Il punto su cui però si è concentrata la Cassazione è quello della disciplina della fase transitoria, dove, leggendo il decreto 113 del 2018, non sono state individuate indicazioni puntuali per i casi nei quali è ancora in corso, a vario titolo, l’accertamento del diritto. È vero che non è in astratto vietata l’applicazione immediata di una nuova norma, ma a patto che questo non contrasti con interessi costituzionalmente protetti. E di certo, puntualizza la sentenza, in quest’ultima categoria deve essere fatta rientrare la qualificazione giuridica del diritto all’accertamento dell’esistenza di seri motivi umanitari per potere usufruire del titolo di soggiorno.
Si tratta di una linea, poi, in sintonia con quanto stabilito anche di recente dalla Corte di giustizia europea, con la pronuncia del 12 aprile 2018, nella quale è stata affermata l’illegittimità della diversità dell’esito di una richiesta di ricongiungimento, fondata sulla durata dell’accertamento del diritto.
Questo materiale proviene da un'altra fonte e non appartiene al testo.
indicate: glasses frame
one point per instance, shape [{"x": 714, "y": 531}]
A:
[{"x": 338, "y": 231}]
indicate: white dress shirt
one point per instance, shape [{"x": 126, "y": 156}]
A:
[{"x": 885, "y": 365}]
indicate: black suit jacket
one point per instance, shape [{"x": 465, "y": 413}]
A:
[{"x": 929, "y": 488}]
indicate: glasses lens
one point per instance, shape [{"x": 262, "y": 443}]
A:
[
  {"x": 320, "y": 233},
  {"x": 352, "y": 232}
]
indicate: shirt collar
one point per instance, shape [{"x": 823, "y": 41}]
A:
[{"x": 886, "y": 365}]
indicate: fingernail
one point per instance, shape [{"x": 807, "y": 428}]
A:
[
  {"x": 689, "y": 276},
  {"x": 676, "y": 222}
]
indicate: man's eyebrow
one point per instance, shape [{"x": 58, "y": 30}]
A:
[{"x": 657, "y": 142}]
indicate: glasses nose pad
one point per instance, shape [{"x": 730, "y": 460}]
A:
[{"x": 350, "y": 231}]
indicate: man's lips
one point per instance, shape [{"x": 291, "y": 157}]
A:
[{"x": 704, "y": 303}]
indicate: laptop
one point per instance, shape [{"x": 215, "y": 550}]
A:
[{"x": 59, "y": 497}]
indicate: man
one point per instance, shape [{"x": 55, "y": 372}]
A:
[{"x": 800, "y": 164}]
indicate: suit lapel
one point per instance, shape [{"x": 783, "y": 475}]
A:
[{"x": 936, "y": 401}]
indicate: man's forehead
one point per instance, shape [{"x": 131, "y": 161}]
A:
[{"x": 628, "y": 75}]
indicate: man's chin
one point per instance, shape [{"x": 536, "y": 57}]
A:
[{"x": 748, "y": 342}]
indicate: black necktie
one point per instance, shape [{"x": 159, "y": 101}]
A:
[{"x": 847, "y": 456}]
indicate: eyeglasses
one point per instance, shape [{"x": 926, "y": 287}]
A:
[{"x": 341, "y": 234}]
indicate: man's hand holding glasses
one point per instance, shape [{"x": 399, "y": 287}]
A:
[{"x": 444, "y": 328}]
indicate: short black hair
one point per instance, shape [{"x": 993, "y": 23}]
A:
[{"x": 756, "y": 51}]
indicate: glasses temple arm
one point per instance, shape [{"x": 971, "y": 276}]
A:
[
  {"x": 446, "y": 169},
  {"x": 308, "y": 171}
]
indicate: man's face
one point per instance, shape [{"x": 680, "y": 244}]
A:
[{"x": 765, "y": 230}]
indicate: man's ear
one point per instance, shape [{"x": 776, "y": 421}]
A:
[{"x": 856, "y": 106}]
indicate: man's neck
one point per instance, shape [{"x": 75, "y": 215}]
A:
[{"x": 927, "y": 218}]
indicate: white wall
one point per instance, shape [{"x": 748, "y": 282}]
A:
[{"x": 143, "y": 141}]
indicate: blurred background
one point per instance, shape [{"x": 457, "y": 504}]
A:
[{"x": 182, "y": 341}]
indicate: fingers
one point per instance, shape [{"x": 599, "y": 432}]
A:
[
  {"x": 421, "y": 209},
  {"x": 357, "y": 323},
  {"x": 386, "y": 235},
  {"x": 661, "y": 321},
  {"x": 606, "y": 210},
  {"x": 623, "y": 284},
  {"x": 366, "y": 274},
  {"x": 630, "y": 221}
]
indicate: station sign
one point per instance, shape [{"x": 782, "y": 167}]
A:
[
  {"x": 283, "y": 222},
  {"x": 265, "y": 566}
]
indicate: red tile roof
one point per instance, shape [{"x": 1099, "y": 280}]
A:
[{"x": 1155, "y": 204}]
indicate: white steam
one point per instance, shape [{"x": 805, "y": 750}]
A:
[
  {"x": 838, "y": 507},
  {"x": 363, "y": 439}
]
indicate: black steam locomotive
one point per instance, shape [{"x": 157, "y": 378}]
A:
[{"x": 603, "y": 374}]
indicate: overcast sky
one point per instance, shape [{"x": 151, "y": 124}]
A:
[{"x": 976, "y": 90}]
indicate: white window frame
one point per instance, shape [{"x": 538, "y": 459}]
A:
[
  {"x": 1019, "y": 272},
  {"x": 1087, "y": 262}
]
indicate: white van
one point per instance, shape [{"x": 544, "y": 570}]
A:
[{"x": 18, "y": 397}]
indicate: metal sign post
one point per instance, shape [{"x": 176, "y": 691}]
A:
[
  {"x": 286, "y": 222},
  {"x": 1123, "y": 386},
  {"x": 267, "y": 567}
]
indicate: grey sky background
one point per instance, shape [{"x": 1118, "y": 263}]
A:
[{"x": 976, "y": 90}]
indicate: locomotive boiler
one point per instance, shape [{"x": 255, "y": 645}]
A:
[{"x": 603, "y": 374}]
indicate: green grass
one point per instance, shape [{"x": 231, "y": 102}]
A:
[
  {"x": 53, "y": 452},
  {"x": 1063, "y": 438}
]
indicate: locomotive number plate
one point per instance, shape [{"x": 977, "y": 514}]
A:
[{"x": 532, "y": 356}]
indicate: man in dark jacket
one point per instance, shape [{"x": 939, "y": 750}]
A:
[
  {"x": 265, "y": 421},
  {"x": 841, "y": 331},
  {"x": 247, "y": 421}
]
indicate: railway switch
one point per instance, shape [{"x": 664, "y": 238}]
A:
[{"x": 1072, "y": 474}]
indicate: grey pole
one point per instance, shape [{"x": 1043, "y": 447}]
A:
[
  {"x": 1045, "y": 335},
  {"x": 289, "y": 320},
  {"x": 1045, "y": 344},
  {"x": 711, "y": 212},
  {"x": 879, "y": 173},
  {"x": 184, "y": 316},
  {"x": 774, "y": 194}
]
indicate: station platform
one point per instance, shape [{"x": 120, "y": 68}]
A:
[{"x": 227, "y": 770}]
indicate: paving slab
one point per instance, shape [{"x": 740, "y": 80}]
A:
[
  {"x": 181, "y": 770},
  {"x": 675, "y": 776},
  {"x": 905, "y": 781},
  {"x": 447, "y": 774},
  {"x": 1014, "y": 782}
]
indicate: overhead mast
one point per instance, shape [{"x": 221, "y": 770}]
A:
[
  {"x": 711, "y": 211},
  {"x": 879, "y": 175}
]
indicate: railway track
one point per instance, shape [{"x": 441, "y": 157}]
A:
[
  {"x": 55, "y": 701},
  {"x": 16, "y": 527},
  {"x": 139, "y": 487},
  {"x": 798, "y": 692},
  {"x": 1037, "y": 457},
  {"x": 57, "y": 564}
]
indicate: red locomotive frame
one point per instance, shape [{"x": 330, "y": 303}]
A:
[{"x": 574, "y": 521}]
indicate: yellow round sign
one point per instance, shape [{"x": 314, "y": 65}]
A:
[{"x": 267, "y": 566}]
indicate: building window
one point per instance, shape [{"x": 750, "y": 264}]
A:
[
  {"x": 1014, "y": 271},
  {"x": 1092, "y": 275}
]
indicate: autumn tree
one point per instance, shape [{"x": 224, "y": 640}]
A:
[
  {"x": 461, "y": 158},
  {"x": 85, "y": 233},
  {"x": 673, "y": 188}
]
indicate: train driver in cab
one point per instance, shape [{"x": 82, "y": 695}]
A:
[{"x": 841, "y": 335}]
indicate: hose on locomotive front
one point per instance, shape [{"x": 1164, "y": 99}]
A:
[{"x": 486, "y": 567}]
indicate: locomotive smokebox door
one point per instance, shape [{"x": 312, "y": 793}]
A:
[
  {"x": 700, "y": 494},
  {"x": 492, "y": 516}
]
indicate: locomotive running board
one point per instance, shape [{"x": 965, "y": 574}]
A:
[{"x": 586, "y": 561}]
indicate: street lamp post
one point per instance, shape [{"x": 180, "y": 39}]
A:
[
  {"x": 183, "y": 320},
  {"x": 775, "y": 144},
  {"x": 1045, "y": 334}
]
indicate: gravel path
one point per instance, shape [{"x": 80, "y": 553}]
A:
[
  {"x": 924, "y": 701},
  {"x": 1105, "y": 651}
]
Tuttavia la Cassazione fa ancora un passo ulteriore. E afferma che, quando la verifica sull’esistenza dei “vecchi” requisiti ha dato un esito positivo, la durata del permesso non potrà essere superiore a quanto stabilito dalla riforma. Si tratta di una conclusione che i giudici considerano comunque coerente con la necessità di assicurare una condizione di rigorosa parità di trattamento di situazioni omogenee.